Wan 2.6

Wan 2.6
Alibaba Cloud · Video Generation
POST /v1/videos/generations

Multimodal video generation model for cinematic, multi-shot stories with native audio-visual sync (lip-sync, dialogue, music, SFX).

At a glance

FieldValue
Model idwan-2-6
Input modalitiesText, Image, Video, Audio
Output modalitiesVideo
Context window-
Weight precision-
RegionSingapore
Featuresaudio_sync, character_consistency, multi_shot
Native inferenceNo
NewNo
Supported endpointsPOST /v1/videos/generations

Pricing

ChargeSpecRate
Standard 720Pper second$0.09 (was $0.10)
Standard 1080Pper second$0.138 (was $0.15)
Flash 720P (audio)per second$0.045 (was $0.050)
Flash 720P (no audio)per second$0.0225 (was $0.0250)
Flash 1080P (audio)per second$0.069 (was $0.0750)
Flash 1080P (no audio)per second$0.0345 (was $0.03750)

Example request

$curl https://api.empiriolabs.ai/v1/videos/generations \
> -H 'Authorization: Bearer $EMPIRIOLABS_API_KEY' \
> -H 'Content-Type: application/json' \
> -d '{"model": "wan-2-6", "prompt": "sunrise over the ocean", "duration": 6}'

Parameters

ParameterTypeRequiredDefaultDescription
promptstringyes-Scene description.
modeenumno"auto"t2v: text-to-video. i2v: animate the attached image. r2v: reference-to-video — generate from a reference image. · Allowed: auto, t2v, i2v, r2v
resolutionenumno"1080p"Output resolution. Larger = higher fidelity but slower / more expensive. · Allowed: 720p, 1080p
durationnumberno5Clip length in seconds. · Range: 5 – 15
aspect_ratioenumno"16:9"Output aspect ratio (1:1, 16:9, 9:16, 4:3, 3:2, etc.). · Allowed: 16:9, 9:16, 1:1, 4:3, 3:4
shot_typeenumno"multi"single: one continuous shot. multi: multi-shot narrative. · Allowed: single, multi
imagestringno-Reference image URL. Required for i2v / r2v.
negative_promptstringno""What to avoid.
seednumberno-Reproducibility seed.
audiobooleannotrueGenerate native audio with the video.
flash_modebooleannofalseFaster generation at reduced cost. Applies to i2v and r2v only.
prompt_extendbooleannotrueLet DashScope rewrite the prompt for better results.

Notes

Generation can take 5+ minutes. Modes: t2v, i2v (image-to-video), r2v (reference-to-video).
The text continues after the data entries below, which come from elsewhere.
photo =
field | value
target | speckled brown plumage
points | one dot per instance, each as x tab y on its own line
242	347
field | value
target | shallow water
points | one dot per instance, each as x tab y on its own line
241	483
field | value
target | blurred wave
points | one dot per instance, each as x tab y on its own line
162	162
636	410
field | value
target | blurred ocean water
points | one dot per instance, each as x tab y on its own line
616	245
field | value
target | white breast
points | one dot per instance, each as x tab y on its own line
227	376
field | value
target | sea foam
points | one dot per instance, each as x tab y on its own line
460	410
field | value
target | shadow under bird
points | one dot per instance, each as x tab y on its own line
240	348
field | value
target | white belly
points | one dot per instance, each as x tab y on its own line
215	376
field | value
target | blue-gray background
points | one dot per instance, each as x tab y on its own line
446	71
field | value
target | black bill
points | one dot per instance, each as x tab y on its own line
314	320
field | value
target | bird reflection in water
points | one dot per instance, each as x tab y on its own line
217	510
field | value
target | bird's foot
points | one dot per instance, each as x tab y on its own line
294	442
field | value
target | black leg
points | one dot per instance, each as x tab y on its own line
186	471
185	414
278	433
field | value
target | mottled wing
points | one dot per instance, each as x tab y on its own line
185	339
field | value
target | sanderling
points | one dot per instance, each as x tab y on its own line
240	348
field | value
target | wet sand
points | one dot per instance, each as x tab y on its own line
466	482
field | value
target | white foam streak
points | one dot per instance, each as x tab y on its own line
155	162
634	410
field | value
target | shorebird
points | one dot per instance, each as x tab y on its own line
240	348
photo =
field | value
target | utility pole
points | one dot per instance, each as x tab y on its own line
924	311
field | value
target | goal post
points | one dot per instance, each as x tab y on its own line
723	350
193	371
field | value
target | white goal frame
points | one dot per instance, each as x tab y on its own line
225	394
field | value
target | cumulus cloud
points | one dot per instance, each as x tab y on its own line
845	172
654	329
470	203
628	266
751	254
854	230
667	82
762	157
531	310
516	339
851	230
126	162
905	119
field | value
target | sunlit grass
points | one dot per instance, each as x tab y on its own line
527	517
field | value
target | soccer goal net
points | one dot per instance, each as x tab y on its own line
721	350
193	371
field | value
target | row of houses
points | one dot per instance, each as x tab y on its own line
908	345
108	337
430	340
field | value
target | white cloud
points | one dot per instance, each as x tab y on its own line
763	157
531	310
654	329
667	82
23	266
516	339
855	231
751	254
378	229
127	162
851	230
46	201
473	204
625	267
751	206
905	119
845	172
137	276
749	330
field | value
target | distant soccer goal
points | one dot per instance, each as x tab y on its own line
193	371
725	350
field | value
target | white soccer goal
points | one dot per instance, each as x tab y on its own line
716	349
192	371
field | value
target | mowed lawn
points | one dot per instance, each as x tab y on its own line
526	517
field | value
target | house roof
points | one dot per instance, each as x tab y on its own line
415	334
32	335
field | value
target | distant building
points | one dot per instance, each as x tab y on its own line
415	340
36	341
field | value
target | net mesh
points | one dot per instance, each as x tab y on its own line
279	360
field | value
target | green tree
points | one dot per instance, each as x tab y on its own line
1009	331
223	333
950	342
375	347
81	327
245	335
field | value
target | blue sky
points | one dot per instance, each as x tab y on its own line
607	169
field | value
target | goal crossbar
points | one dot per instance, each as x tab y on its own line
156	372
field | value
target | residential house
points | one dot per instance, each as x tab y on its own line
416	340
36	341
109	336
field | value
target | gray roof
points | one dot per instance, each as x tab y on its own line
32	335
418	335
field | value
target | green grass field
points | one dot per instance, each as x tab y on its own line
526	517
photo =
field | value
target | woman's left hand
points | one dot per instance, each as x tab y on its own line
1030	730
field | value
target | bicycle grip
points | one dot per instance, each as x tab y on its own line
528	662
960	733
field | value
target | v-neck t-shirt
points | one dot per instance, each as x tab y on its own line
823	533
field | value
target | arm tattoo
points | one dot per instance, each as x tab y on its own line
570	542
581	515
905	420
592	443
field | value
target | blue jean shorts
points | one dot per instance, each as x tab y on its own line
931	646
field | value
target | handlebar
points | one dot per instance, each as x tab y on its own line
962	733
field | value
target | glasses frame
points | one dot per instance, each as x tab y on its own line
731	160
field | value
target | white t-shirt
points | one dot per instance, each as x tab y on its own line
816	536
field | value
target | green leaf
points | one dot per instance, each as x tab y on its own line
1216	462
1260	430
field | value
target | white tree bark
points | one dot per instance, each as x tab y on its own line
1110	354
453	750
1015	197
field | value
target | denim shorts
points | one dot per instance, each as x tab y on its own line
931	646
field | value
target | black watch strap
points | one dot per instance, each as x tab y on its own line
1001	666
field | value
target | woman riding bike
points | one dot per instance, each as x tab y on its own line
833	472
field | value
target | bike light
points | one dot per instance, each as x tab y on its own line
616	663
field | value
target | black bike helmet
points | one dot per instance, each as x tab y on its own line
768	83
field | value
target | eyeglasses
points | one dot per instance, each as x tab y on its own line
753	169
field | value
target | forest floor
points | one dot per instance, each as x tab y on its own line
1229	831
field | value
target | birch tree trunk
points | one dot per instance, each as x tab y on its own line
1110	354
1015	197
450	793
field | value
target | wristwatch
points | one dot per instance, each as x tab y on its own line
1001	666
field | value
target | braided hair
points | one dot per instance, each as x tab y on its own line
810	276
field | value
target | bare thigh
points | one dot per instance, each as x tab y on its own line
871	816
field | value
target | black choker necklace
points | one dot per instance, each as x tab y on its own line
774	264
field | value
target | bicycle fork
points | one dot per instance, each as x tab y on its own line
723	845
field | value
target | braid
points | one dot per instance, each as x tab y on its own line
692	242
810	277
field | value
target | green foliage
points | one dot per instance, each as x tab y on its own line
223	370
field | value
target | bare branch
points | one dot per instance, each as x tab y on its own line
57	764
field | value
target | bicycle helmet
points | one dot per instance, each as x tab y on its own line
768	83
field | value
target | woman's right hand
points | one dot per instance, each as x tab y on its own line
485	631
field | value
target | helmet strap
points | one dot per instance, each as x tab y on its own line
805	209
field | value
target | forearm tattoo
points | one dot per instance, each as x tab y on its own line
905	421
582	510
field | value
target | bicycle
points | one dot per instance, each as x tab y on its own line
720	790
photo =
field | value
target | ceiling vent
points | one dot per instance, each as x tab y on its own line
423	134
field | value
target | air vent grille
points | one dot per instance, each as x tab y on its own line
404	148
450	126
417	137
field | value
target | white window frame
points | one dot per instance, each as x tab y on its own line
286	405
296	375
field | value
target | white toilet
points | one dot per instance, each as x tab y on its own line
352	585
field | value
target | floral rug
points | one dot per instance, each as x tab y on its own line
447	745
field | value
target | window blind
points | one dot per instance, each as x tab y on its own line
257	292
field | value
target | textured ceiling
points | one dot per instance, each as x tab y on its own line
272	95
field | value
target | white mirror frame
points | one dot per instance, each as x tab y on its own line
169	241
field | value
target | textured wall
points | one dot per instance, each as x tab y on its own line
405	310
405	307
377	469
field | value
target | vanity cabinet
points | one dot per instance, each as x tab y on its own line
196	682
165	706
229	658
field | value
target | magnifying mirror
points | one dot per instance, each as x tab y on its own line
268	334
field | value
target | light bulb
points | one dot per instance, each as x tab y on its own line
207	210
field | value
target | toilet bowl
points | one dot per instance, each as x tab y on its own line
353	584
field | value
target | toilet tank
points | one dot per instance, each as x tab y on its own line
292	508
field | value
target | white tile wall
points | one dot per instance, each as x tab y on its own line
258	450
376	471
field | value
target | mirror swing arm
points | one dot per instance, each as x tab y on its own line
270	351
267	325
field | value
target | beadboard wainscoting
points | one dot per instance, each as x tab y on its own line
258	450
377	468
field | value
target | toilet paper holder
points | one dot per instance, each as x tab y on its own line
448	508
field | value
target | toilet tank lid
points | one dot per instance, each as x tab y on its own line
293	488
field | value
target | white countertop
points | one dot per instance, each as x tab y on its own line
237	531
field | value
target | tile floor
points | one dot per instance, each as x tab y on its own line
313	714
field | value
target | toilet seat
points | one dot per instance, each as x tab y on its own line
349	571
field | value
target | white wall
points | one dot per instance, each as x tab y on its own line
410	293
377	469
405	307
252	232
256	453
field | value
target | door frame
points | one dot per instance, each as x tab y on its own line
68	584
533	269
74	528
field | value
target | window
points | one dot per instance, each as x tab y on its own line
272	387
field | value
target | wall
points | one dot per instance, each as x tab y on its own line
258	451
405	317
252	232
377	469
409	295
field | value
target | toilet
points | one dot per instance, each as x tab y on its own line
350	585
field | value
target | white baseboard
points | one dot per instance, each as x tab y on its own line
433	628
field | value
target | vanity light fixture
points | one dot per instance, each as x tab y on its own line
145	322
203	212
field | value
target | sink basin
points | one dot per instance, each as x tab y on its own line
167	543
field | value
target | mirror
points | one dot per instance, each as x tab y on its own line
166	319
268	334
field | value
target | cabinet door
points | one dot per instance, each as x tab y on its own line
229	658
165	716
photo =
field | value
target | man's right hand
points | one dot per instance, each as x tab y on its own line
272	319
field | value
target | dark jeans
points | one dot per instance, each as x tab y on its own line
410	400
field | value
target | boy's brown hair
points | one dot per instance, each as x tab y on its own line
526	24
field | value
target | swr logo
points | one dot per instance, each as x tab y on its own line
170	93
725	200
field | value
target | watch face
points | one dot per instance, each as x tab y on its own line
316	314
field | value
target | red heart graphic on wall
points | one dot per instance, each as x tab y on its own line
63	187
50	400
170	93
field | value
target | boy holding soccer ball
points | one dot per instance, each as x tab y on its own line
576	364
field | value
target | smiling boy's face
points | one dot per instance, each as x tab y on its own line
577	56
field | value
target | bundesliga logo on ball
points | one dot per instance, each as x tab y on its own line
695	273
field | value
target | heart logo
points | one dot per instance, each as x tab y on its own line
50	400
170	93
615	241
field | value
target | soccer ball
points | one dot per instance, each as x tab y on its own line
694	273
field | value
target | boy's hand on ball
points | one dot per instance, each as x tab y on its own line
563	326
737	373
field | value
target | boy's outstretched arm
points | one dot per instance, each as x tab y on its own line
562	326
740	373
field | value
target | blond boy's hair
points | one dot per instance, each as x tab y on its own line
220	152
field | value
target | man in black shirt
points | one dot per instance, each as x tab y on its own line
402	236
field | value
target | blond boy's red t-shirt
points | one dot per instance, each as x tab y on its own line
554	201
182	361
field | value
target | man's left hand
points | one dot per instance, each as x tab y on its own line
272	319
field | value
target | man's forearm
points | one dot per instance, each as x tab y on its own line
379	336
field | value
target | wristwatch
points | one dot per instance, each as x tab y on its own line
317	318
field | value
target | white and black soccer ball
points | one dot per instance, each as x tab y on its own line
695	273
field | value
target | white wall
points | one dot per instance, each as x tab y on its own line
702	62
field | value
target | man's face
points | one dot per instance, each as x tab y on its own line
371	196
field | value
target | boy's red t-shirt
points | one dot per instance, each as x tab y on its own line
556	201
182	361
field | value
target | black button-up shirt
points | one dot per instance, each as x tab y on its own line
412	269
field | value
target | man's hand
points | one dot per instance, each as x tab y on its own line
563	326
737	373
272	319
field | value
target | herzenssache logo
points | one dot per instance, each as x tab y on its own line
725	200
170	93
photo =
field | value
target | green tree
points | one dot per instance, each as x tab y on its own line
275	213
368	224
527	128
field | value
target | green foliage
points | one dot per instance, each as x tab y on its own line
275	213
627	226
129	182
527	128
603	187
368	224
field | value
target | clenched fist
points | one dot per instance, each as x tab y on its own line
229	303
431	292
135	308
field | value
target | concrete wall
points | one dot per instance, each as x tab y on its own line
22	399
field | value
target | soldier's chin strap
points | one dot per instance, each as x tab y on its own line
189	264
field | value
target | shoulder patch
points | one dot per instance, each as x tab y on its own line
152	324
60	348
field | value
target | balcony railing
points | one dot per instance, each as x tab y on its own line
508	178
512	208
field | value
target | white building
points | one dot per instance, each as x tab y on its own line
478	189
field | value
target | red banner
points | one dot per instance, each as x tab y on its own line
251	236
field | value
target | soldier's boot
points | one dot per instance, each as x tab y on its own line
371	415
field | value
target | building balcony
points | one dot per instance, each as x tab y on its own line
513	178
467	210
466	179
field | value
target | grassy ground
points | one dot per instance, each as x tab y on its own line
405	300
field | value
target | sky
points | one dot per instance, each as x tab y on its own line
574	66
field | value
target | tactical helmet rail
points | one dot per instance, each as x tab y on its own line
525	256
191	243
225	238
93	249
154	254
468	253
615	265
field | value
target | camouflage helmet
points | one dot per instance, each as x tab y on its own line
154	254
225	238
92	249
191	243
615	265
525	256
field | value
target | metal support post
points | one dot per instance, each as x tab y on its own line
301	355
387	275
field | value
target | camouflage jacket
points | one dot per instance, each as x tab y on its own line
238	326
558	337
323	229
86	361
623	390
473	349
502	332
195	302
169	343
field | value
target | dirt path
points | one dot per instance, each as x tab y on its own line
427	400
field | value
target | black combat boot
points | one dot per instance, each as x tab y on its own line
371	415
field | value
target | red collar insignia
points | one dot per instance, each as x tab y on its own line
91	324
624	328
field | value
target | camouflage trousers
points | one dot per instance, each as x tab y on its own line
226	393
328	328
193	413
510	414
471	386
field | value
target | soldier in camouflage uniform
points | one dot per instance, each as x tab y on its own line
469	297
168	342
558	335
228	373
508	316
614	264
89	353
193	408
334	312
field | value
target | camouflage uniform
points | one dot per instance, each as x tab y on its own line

Flash Mode (i2v/r2v only) — faster generation at reduced cost.

Image inputs

  • Auto-resized: i2v 360-2000px, r2v 240-5000px
  • HEIC/HEIF auto-converted

Reference videos

  • MP4 or MOV
  • 1-30s
  • Max 100 MB
  • r2v output capped at 10s

Optional audio (t2v / i2v only)

  • 3-30s, max 15 MB, .mp3 or .wav
  • Silently ignored in r2v (audio is extracted from the reference video instead)

Uploaded media preprocessing

  • Reference and edit videos are normalized to provider-compatible MP4 when needed.
  • Reference-video duration follows the mode limits shown above.

Machine-readable schema: GET https://api.empiriolabs.ai/v1/models/wan-2-6.